A contrary ruling—that as a matter of law, no reasonable jury could find a breach of the peace here—would send the message that debtors are required to take more extreme (and likely dangerous) measures to stop a repossession under the Massachusetts UCC. The SJC is unlikely to endorse such an approach, which unnecessarily risks public safety during these already-fraught repossessions.

The court therefore denies summary judgment as to the FDCPA and wrongful repossession claims. Moreover, because the parties agree that Plaintiff’s other claims—violation of Mass. Gen. Laws ch. 93A and common law conversion—turn on this same breach-of-the-peace issue, the court denies summary judgment as to those claims as well.

 

IV. CONCLUSION

 

For these reasons, the court DENIES Defendants’ motions for summary judgment. (Dkt. Nos. 33, 37.)

It is So Ordered.

[1] Plaintiff testified at her deposition that she had called Capital One Auto Finance shortly before the repossession and set up a payment plan which involved a local church making a payment on Plaintiff’s behalf. (Id. at 12-13.)

[2] Defendants argue that Plaintiff’s allegation of orally objecting to the repossession is not “material” for purposes of summary judgment. However, the court does find this fact to be highly material to the breach of the peace issue, as discussed below. The court also notes that Kelley testified at his deposition he did not remember Plaintiff telling him to stop the repossession (Dkt. No. 36-4 at 11), but at summary judgment the court must credit Plaintiff’s evidence. See Tolan v. Cotton, 572 U.S. 650, 651 (2014) (“[I]n ruling on a motion for summary judgment, `[t]he evidence of the nonmovant is to be believed, and all justifiable inferences are to be drawn in his favor.'” (quoting Anderson v. Liberty Lobby, Inc., 477 U.S. 242, 255 (1986))).

[3] Kelley testified at his deposition that he had already put dollies underneath Plaintiff’s vehicle in order to move it before towing it (as it was pulled in to a parking spot) and that he was in the process of securing the steering wheel when Plaintiff confronted him. (Dkt. No. 36-4 at 25-26.) Kelley also testified at his deposition that he did not ask Plaintiff for the vehicle’s key. (Id. at 49.)

[4] “To establish a claim under the FDCPA, a plaintiff must show (1) that she was the object of collection activity arising from consumer debt, (2) that defendants are debt collectors as defined by the FDCPA, and (3) that defendants engaged in an act or omission prohibited by the FDCPA.” Neathery v. Lucky 13 Recovery Inc., 2023 WL 7924149, at *2 (D. Mass. Nov. 16, 2023). Defendants Skyline Recovery Service and American Recovery Service state in their brief that they “do not dispute the first two elements of the FDCPA claim,” leaving only the question of whether they engaged in an act prohibited by the FDCPA. (Dkt. No. 35 at 5.)

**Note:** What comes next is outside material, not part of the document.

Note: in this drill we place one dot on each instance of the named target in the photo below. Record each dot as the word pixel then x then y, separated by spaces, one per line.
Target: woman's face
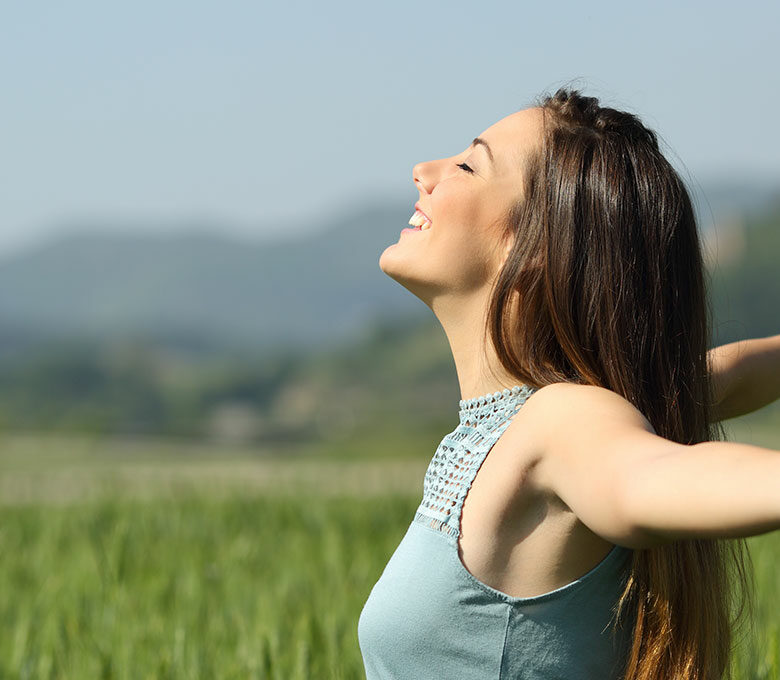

[5] New York is an example of the minority approach which measures UCC breach of the peace repossession by the standards set forth in the state’s criminal statute, based on New York precedent requiring such a linkage. See, e.g., Labadie v. NU Era Towing & Serv., Inc., 2023 WL 8708421, at *2 (2d Cir. Dec. 18, 2023) (summary order). There is no similar Massachusetts caselaw and, for the reasons explained, this court believes the SJC would reject such a requirement and construe the UCC provision as broader than the criminal statute.

[6] Moreover, in Clarin, “although Ms. Clarin never gave her express consent [to the repossession], she was provided the opportunity to contact [the bank], the police, and the repossession company,” and “[a]fter making these calls, with Minnesota Repossessors waiting more than an hour, she no longer protested the repossession.” Clarin, 198 F.3d at 664. The Eighth Circuit thus “construe[d] Ms. Clarin’s actions as a constructive consent.” Id.